To understand this “oblate,” we start at the suspiciously similar word “prolate,” taken from the Latin “prolatus,” past participle of “proferre,” meaning “to produce, prolong, extend” (“pro,” forward, plus “ferre,” to bring). The sense of “prolate” meaning “extend” was used in the early 17th century by mathematicians and astronomers to describe a sphere or ellipsis lengthened on the polar axis, i.e., stretched a bit at top and bottom (“A few stars now had pierced the blue, and in the east there shone brightly a prolate moon.” H.G. Wells, 1908).

But this use meant that another term was needed to describe spheres, etc., stretched sideways. So “ob,” a Latin prefix meaning vaguely “in the direction of” was substituted for “pro,” and bingo, another, separately created “oblate,” having nothing to do with religion or coins in the collection plate. So Friar Tuck has nothing much to do with “oblate,” but his impressive belt size may serve as a good way to remember the difference between “prolate” and “oblate.”

The vapors

Breathe deep the gathering gloom.

Dear Word Detective: I heard on the radio the other day that cannabis is increasingly partaken in the form of vapor.

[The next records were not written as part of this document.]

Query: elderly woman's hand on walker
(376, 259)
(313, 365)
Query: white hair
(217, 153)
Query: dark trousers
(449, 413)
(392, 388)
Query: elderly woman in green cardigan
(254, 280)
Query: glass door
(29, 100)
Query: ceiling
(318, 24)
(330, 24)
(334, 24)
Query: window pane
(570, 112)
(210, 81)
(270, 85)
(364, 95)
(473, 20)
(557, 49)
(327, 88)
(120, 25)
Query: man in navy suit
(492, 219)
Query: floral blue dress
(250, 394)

The report said that vapor pens can deliver far more THC than one usually ingests, leading to very powerful highs, which might well be mistaken for having “the vapors,” to which 19th century women seemed to have a habit of succumbing. How did “vapor” come to be associated with feeling faint? — Steve Ford.

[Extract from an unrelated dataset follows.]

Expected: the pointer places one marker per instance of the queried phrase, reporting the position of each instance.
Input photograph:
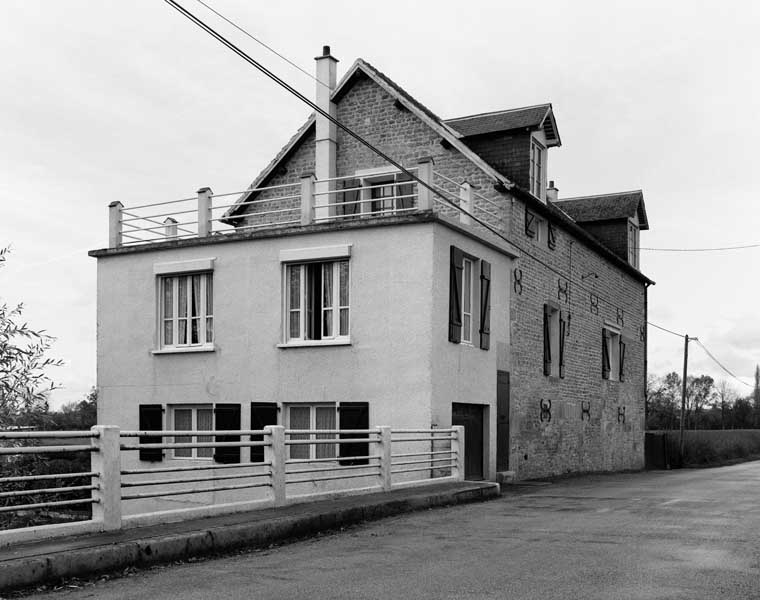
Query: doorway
(470, 416)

Vapor pens? Wow. I’m really out of touch. I’m presuming that we’re talking about something similar to the e-cigarettes everyone is in an uproar over at the moment. Kinda an electric joint, right? I saw a news report the other day about people inhaling vaporized vodka, or something. This bigger-faster-stronger trend seems like a bad idea to me. The saving grace and safety net of most popular forms of intoxication has been their natural limiting factors. Drink too much, you fall down and can’t drink any more, at least for a while. Potheads also lose interest at some point and take to yammering about clouds, as I recall.

“The vapors” as “a thing” (as we now apparently call objects of popular interest) was really more common in the 18th century than the 19th, inspired by the somewhat primitive understanding of human anatomy of that time.

“Vapor” in the most general sense means a substance in gaseous form, or one vaporized or suspended in air (such as smoke, or water in the form of steam or fog). The word “vapor” itself comes to us, via Old French, from the Latin word “vapor,” meaning “steam or heat.” The source of the Latin “vapor” is, sadly, a mystery. “Vapor” in the literal sense of “steam, fog, mist” first appeared in English in the 14th century, and was also used figuratively to mean something insubstantial or worthless (“I am at this present very sick of my little vapour of fame.” Horace Walpole, 1781).

So far, so good. Vapor is mist, fog, yadda yadda, right? But now things get weird. In the 15th century a theory arose that internal organs of the human body were prone to emit certain “vapors” which were very injurious to the health of the person. Such “vapors” were thought to be located mainly in the stomach (probably because stomach and intestinal gas is common), but could arise in other organs and permeate one’s torso, wreaking all sorts of havoc with one’s temperament and well-being.

By the mid-17th century, people were speaking of “the vapors,” a condition resulting from such bilious fumes bubbling in one’s body, the symptoms of which were depression, nervous and delusional excitement, exhaustion, aches, pains and a general feeling of being run down and unwell (“These Things fill’d my Head with new Imaginations, and gave me the Vapours again, to the highest Degree.” Daniel Defoe, 1719).

Medical science, of course, eventually discredited the notion of poisonous vapors in one’s spleen, and by the 19th century came up with an entirely new disorder to explain all the same symptoms called “neurasthenia,” thought to be caused by overworked nerves. “Neurasthenia” (“neuro” plus “asthenia,” from the Greek for “without strength”) was a popular psychiatric diagnosis until the mid-20th century, but today most of those symptoms are ascribed to stress and depression.